Mexican Folk Art: La Casa de los Venados

What It Feels Like to Stay at Home All the Time

I am about to take a break from my “Plague Diary” posts to remind myself that, somewhere, something like a normal life still exists. Toward the end of my vacation in Yucatán, I spent several days in Valladolid, home of one of the country’s best private collections of folk art at the Casa de los Venados. I loved the exhibits I saw throughout my trip of folk art. The combination of humor and brilliant color had me won over. Now that I am sitting out the plague in my apartment, sans restaurants, sans libraries, sans movie theaters, sans any humor or brilliant color. (Especially as it has rained all week.)

Dog Cart

Sometimes I feel as if North American culture is deficient, especially in the visual arts. It wasn’t always thus, but somehow I feel that abstract expressionism took all the fun out of painting. Seeing the collection at the Casa de los Venados, on the other hand, made me laugh out loud.

Mermaid


The amazing thing about Mexican folk art is that there is so much of it about and at such reasonable prices. Over several decades, you can have a great collection that might even rival the Casa de los Venados—and have loads of fun doing it.

Yucatán Yummies

La Chaya Maya in Mérida

One of the best parts of my recent trip to Mexico was the general high quality of the meals I ate. Following is a brief survey of some of the highlights:

Mérida. My favorite restaurant in Mérida was La Chaya Maya on Calle 55 near Parque Santa Lucia. In all, I ate there five times. The specialty there is Yucatec Maya food, such as papadzules, salbutes, panuchos, and the excellent sopa de lima. It was there that I discovered chaya, or tree spinach, which when mixed with fruit juice makes an incredibly refreshing drink.
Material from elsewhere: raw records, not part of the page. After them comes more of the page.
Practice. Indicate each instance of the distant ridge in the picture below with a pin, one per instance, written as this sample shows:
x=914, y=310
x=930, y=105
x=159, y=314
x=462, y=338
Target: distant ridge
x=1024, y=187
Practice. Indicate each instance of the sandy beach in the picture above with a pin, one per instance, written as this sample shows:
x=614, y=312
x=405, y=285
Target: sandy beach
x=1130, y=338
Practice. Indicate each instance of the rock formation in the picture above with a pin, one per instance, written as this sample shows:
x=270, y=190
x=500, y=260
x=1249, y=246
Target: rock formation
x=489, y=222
Martine vividly remembers sopa de lima from her trip with me to Yucatán in 1992. La Chaya Maya’s sopa de lima was the best, with its shredded chicken and tart local limes.

Honorable mention goes to Marlin Azul on Calle 62, where I had a memorable ceviche de pescado for just a few dollars.

Santa Elena is a small town between the ruins of Uxmal and Kabah. The Pickled Onion is a B&B run by a British and Canadian expat by the name of Valerie Pickles. Although she no longer does the cooking, the breakfasts at her place were memorable, but the poc chuc (a Maya pork dish) I had one evening was superb. I treated my Maya guide to the Puuc Hill ruins to a meal there, and he was so enthusiastic that he wanted to bring his family there.

A Few Miles South of Champotón is a restaurant on the Gulf of Mexico shore where I had the best seafood lunch of my life: It was a filete de pescado a la Veracruzána (filet of fish with a sauce of tomatoes, onions, and olives) at a restaurant whose name had the word Tortuga in it. I only wish I remembered the exact name. I liked my lunch there so much that I kept ordering the same dish elsewhere, but it never was quite so good elsewhere.

Campeche. I ate twice at Marganzo near the Plaza Independencia in Campeche. The seafood was great, particularly a botana (freebie extra dish) of octopus ceviche, which was incredibly fresh and tender.

The only bad meal I had in Mexico was also in Campeche, at a Chinese steam table buffet called the Restaurante Shanghai where all the dishes were tepid.